Whether they plan to seek a college degree or go into a skilled trade, students are getting a jump-start to the professional world, Bowers said during his annual State of the Schools address Feb. 26 at Worthington Kilbourne High School.

Bowers said the district is doing its part by creating academic opportunities, such as partnering with Columbus State Community College, Sinclair Community College and Central Ohio Technical College, which offer courses that count toward college credits, with classes being taught on the campuses of the two high schools.

The district has created business partnerships with such companies as Abbott Laboratories, Honda and, most recently, Worthington Industries, which have helped train students for life beyond high school and college, he said.

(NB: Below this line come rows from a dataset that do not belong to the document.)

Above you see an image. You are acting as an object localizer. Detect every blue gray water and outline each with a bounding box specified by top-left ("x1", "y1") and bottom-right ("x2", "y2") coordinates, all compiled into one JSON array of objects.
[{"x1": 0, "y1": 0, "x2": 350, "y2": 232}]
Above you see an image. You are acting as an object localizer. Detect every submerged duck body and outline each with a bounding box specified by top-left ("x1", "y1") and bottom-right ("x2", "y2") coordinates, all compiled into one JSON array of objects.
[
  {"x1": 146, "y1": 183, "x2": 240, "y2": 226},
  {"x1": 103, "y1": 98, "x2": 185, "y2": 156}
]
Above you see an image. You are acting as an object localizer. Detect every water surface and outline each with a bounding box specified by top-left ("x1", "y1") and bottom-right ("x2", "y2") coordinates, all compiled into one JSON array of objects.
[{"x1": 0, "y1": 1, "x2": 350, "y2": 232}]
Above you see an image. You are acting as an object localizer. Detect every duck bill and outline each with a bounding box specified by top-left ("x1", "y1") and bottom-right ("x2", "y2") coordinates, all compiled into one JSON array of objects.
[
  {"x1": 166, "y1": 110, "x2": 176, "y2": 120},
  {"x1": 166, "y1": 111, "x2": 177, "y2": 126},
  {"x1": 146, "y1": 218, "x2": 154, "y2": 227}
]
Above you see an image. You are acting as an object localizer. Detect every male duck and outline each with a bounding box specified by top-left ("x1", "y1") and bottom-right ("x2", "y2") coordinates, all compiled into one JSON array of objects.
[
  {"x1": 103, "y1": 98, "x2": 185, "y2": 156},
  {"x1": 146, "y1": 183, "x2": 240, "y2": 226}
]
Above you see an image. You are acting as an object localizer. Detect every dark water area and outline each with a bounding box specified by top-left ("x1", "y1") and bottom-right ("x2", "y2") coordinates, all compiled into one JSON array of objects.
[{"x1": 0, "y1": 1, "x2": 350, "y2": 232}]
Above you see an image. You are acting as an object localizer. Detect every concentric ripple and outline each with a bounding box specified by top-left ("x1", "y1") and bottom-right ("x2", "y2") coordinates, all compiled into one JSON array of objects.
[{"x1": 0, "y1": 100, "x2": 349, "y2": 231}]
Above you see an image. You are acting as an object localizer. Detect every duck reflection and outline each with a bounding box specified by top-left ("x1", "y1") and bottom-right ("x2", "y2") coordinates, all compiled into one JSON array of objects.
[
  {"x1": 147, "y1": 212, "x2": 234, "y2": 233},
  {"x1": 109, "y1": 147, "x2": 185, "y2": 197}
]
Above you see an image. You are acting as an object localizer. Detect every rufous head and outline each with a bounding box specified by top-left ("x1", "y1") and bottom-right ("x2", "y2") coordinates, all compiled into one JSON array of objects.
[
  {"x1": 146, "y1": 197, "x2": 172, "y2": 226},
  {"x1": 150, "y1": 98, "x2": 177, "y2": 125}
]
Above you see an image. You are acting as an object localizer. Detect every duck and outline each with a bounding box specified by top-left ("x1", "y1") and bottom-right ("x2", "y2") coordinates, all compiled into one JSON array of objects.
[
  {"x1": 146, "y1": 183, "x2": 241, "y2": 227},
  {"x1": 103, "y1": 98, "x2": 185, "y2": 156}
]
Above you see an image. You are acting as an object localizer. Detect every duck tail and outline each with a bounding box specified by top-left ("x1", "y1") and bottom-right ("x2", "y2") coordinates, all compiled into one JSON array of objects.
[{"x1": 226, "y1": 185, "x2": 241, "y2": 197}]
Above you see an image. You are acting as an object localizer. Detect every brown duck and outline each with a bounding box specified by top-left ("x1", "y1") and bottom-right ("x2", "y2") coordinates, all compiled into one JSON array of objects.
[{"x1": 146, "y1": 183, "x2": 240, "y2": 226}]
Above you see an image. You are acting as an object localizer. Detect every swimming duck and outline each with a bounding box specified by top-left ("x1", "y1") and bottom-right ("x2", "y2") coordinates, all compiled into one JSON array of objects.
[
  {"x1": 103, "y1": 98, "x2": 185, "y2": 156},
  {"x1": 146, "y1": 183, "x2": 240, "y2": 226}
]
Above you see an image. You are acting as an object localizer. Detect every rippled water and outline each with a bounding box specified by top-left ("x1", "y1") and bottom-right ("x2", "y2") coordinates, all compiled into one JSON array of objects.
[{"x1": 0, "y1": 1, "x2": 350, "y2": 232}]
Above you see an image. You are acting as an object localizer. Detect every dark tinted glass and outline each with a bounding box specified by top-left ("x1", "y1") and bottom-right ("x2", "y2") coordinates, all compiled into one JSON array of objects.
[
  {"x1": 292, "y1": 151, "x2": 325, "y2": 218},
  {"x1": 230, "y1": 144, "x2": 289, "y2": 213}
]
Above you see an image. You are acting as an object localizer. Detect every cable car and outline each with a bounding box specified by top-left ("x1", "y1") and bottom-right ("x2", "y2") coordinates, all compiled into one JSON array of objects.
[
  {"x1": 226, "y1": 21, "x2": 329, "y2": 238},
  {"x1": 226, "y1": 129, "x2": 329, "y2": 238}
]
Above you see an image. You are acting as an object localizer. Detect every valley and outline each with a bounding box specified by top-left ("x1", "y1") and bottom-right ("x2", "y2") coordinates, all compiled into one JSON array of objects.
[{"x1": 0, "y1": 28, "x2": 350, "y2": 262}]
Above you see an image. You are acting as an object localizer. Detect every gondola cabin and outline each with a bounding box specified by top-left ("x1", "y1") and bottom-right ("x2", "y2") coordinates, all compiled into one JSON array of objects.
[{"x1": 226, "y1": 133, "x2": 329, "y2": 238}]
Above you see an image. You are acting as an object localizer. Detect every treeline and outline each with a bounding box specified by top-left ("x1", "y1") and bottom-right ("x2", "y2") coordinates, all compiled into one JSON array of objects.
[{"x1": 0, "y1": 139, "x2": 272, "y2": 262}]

Worthington Schools also has 17 International Baccalaureate classes, which encourage personal and academic achievement in an increasingly globalized world, he said.

Still, those seeking a different path may take classes at the Delaware Area Career Center, which provides training in many fields of study, including cosmetology and law enforcement, he said.

"We know what's important to us in Worthington to prepare our students for college," Bowers said. "But it's equally important for us to prepare our students for a career.

"Ninety-one percent of Worthington students right now choose to go on to a two- or a four-year college. But we know there's many, many unfilled good jobs that would be positive for students right outside, right after their high school career. We want to tap into that career knowledge."

Bowers' speech, interspersed with live performances from students and videos from the classroom, also touched on many other issues, such as attendance.

He said enrollment is expected to increase from 10,600 to 12,000 by 2026. Worthington already is the 14th-largest school district in the state, he said.

Ongoing maintenance issues are being addressed after voters approved an $89 million bond request in 2018, he said. Those include the rebuilding of Perry and Worthington middle schools and the renovation of McCord and Kilbourne middle schools, he said.

Jeff McCallister, whose son, Wes, is a junior at the Linworth Experiential Program, and daughter, Ana, is a seventh-grader at Kilbourne Middle School, said the speech covered a lot of important ground.

"As an event I was impressed how they put this whole thing whole thing together," McCallister said. "Dr. Bowers got his message across in a positive way about the growth of the district and the administration's plans to deal with it.

"It was also a great showcase of talented people in the district and the wide variety of things going on."